The first rumblings of change began with the NBA Rockets in 1977. Positioned in the Eastern Division back then, the Rockets fought the Philadelphia 76ers in the conference semi-finals behind the still-familiar names of Calvin Murphy and Rudy Tomjanovich. Next, the NFL Oilers rode into the 1978 playoffs behind a drawling coach named Bum Phillips and a hoss named Earl Campbell. Last to join the surge to respectability were the Astros who led their division most of the 1979 season with talent like Jose Cruz and J.R. Richard before coming up short at the end.
The next couple of years were heady times for Houston sports fans. The Oilers made it to the AFC Championship game twice, the Astros won their first division crown and made their first two playoff appearances and the Rockets rebounded behind Moses Malone to make the NBA Finals in 1981. None made it to the Promised Land but they all provided excitement for Houston fans that they’d never before experienced.
Then they all went noticeably downhill together. But the Rockets led the charge again, reaching the NBA Finals in 1986 behind Hakeem Olajuwon and Ralph Sampson. The Astros returned to the playoffs behind Mike Scott and Nolan Ryan. The Oilers? Ehh, that took a little longer but they progressed under Jerry Glanville and Jack Pardee to make a run of seven straight years in the playoffs beginning in 1987.

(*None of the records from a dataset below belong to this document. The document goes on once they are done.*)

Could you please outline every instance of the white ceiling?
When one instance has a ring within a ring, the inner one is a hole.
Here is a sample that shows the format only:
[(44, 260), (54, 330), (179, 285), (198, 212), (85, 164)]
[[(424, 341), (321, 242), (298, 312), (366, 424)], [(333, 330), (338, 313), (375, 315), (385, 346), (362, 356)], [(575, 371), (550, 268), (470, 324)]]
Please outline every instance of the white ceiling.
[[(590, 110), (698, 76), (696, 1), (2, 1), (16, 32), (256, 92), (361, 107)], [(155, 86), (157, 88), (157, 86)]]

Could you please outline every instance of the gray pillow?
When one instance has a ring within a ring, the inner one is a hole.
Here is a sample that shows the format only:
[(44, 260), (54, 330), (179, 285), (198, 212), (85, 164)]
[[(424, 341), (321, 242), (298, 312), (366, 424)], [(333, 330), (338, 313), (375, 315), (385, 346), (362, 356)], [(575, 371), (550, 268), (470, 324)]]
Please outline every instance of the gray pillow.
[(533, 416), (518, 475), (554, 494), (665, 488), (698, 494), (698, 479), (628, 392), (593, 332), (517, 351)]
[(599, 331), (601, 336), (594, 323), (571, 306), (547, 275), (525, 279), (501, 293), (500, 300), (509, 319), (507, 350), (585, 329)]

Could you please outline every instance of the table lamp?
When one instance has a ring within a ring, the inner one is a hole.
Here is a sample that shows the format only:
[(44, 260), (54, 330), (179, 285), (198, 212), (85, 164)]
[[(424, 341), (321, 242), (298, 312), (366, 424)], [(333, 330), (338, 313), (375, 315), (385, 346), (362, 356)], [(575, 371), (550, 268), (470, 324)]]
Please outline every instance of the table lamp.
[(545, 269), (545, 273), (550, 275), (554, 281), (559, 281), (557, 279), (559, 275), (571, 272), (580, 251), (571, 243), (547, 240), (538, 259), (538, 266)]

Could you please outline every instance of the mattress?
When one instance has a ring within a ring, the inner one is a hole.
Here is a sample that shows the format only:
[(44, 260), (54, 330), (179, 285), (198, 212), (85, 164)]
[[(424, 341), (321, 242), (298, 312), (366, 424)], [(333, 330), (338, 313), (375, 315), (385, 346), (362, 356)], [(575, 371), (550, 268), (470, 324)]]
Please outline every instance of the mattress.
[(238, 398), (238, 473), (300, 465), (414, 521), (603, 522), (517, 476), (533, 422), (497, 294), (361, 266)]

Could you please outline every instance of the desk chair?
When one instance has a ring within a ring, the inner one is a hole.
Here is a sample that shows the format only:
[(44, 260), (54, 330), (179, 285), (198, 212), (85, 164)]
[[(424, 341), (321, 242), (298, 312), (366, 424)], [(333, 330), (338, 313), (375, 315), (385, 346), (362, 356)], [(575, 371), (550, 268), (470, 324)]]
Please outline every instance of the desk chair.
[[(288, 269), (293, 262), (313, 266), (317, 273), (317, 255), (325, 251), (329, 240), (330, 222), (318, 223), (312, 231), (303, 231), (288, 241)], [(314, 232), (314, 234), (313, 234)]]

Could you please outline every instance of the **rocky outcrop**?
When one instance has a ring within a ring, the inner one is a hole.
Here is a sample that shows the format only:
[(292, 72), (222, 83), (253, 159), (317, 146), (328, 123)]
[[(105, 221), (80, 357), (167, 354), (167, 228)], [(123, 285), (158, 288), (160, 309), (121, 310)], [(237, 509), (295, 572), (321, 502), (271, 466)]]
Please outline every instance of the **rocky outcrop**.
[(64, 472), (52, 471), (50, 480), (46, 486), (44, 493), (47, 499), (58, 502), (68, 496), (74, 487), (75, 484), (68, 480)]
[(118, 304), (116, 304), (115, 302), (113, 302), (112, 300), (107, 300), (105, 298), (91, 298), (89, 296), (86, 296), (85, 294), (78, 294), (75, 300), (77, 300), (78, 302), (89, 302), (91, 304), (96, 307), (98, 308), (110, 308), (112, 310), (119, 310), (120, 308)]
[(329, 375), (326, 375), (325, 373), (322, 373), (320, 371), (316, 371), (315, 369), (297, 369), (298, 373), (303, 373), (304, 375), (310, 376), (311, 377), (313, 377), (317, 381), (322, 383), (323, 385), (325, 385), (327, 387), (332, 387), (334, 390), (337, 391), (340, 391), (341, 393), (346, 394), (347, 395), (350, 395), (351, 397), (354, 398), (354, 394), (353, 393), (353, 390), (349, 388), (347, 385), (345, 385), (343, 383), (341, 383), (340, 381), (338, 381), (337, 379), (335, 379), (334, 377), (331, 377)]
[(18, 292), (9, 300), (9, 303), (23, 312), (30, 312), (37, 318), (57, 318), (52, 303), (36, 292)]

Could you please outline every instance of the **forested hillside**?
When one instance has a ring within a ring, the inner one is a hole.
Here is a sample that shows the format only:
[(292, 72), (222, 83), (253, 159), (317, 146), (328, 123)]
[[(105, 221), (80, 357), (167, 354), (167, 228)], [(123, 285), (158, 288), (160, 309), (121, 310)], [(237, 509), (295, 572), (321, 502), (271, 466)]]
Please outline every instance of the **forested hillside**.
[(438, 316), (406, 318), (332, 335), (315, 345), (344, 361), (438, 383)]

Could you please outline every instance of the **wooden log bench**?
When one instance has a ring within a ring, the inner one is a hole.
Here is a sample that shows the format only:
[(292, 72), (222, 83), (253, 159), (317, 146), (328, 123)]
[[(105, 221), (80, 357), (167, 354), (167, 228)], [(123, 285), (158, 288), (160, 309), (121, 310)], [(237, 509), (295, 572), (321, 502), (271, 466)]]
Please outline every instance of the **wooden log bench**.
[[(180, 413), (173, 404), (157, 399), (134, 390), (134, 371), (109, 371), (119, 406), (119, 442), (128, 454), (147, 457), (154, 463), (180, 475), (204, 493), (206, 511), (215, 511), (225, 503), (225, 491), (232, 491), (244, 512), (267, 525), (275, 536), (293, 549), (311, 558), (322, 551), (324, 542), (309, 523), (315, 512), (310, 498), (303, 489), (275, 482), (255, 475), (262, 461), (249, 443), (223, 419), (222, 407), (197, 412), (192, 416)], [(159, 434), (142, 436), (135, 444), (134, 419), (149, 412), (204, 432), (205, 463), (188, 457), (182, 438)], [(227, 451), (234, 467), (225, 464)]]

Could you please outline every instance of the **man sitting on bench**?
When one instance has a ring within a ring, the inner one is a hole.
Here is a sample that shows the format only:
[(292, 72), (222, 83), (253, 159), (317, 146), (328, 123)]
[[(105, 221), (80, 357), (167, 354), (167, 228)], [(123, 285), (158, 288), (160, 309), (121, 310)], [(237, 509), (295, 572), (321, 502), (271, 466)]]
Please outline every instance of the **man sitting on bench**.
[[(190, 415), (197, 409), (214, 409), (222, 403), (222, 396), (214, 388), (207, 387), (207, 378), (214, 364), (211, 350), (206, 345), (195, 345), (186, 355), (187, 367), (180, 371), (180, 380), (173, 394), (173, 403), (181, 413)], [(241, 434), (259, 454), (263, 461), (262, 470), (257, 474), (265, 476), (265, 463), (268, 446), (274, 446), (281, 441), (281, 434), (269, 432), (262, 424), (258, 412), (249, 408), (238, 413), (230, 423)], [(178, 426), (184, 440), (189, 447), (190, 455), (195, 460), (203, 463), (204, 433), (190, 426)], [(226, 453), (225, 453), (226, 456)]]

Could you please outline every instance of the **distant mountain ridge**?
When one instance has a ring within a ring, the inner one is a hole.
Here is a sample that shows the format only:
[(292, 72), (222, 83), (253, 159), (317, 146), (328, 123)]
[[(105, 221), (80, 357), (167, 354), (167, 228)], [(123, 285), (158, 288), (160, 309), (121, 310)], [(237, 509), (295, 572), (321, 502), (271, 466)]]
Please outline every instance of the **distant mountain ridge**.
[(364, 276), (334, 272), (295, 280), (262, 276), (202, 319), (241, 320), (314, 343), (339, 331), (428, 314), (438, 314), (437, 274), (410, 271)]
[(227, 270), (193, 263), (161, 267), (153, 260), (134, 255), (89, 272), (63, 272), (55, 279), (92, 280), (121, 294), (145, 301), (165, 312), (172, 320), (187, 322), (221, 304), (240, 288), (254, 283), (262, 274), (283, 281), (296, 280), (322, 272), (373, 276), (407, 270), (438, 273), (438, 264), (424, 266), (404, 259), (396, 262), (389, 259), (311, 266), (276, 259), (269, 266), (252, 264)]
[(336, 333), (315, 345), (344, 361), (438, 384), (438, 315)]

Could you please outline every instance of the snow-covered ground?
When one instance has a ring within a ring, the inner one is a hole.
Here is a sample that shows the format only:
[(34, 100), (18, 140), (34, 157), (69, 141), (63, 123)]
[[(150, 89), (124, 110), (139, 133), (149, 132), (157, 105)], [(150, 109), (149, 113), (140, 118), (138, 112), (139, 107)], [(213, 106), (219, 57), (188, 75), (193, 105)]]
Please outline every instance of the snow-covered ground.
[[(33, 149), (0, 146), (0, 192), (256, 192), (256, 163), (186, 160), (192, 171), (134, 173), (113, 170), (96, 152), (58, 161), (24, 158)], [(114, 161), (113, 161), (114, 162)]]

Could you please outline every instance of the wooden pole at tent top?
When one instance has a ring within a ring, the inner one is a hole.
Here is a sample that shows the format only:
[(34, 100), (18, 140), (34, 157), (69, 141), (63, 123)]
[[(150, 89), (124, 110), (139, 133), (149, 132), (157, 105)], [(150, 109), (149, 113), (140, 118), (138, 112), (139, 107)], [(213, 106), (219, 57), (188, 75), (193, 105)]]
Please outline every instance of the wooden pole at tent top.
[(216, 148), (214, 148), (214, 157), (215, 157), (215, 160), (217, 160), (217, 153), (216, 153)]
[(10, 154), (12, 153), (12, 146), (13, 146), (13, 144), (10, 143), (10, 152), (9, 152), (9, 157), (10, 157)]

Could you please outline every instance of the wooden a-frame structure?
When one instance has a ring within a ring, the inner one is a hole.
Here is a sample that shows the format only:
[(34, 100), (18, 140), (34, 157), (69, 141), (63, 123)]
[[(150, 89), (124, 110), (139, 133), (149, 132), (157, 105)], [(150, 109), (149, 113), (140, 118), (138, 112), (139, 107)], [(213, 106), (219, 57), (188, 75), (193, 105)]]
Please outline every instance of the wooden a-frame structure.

All those achievements lacked something: a league championship. In some cases, glory was denied in excruciating fashion – blowing a 5-2 lead with six outs to go, blowing a 3-0 lead with three outs to go, blowing a 32-point second half lead. Even the University of Houston Cougars weren’t immune to the disease, losing the 1983 NCAA Basketball title to a heavy underdog on a flukish buzzer-beater.
Houston had become "Choke City".
The Rockets finally restored the city’s pride with an NBA title in 1994 and made an improbable run to defend their title in 1995 with Olajuwon and Clyde Drexler winning for Houston the championship they failed to win as Cougars in 1983. The Astros were building up to their playoff run of 1997-1999 with Craig Biggio and Jeff Bagwell the stars.
The Oilers? They stunk again. And then they left town which led to the birth of the Texans.
Nobody is predicting the Texans for instant fame and glory. Getting to .500 or a playoff berth is as much as we could hope for this year and possibly next. But the energy and enthusiasm generated by the Astros’ late-season magic and the prospect of new horizons for the Rockets behind Yao Ming and Tracy McGrady signal an upswing in optimism and good karma that should infect the Texans as well.
The Texans play to full houses every week and are already developing a fan base that makes Reliant Stadium a tough place for opponents to succeed. They’ve already pulled off some amazing upsets and soon the rest of the league won’t be shocked when the Texans knock off good teams.
Psychologically, it will only help the Texans that the Astros and Rockets are on the upswing. How quickly the Texans join them in this cycle of winning is hard to predict but a high tide of civic enthusiasm lifts all the local boats. I expect the Texans to be winners sooner rather than later.
The typically negative Bob Hulsey was seized by aliens and replaced by this kinder, gentler, more optimistic one. At least till the next postseason choke.